Shane Powers wondered about the cost budgeted for vocational education, listed at $1.8 million. She said that was considerably higher than other area school districts.

Parry explained that the comparison might not be equitable because other districts send students to outside vocational schools, while Tunkhannock Area has most of its vocational training in-house. For that reason, he said the cost might be listed in other districts as tuition, rather than vocational education.

Powers also wanted an explanation about how transporting students to extracurricular activities is allocated.

Superintendent Michael Healey explained that such money comes from the extracurricular line item, not from the transportation budget.

The board also got a look at two possible calendars for the 2011-2012 school year. One of them has classes starting on Aug. 31, the Wednesday before Labor Day, while the other has the first day listed as Thursday, Sept. 8.

Healey said the district administration is recommending the pre-Labor Day starting date. He also noted that he has had requests to have no school on Martin Luther King Day (Jan. 16, 2012) and Presidents Day (Feb. 20, 2012). If this happens, he said they would probably be used as snow make-up days.

Board members said they would review the two calendars and make a decision in April.

At a Policy Committee meeting following the regular board meeting, there was a discussion on changing a definition in the district’s terroristic threats policy.

Healey said the topic came up following a series of bomb threats in the district last year.

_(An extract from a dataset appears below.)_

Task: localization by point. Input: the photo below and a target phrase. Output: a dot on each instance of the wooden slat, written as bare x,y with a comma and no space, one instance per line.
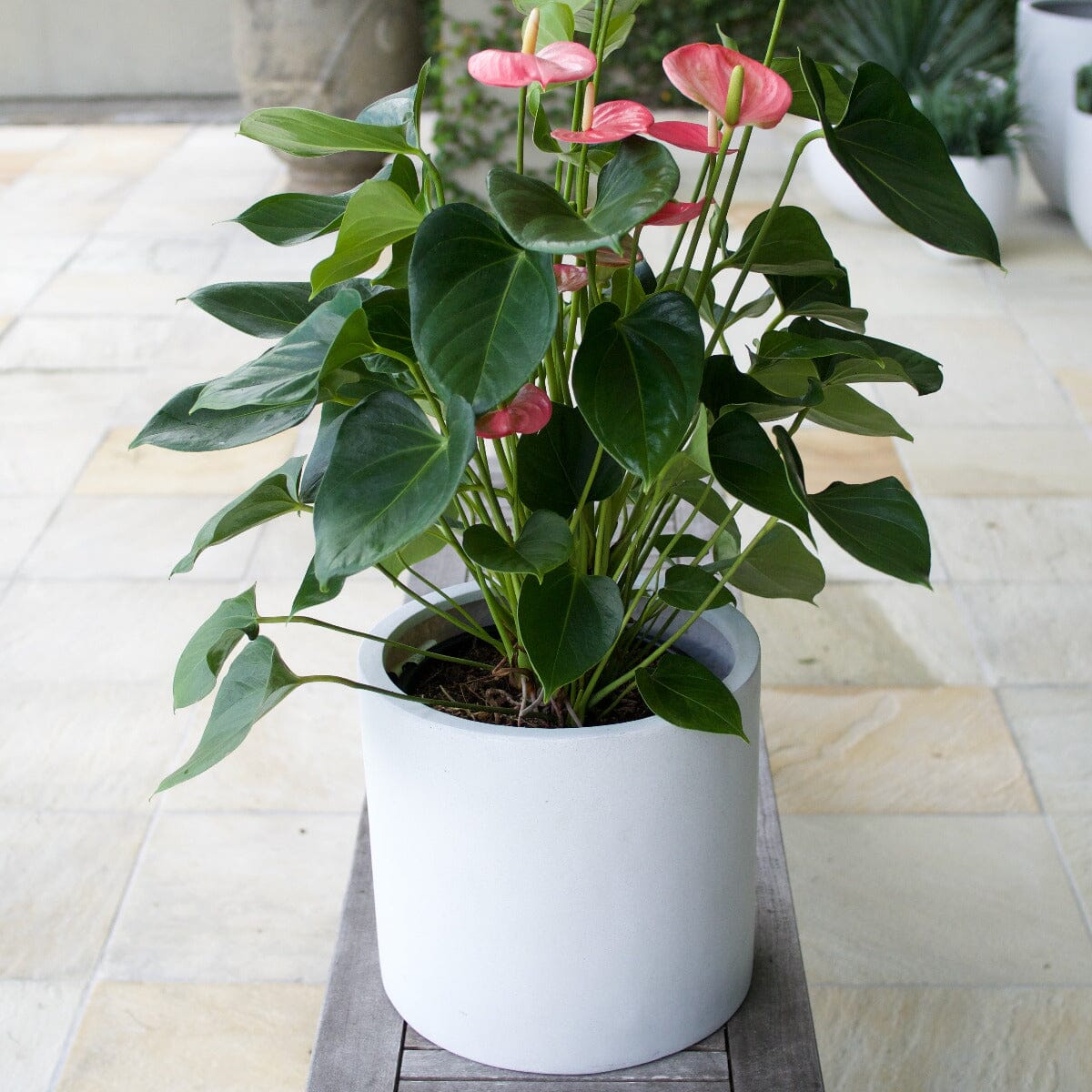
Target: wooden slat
703,1066
359,1040
771,1037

He said the attorney representing the district in those court proceedings recommended that the word “intent” be removed from the definition of a terroristic threat. In other words, it would only matter that a student made a threat and caused a disruption, not whether the student intended to disrupt the school.

“He feels that the intent of the student shouldn’t matter to the board,” Healey said. “The fact that people were terrorized is enough.”

Grimaud, who is also an attorney, said intent is often a key part of the legal process, and the word should be left in.

“You shouldn’t be able to be punished, in this case kicked out of school, without intent,” Grimaud said.

The committee ultimately decided to pass the recommendation to the full board at its April 28 meeting.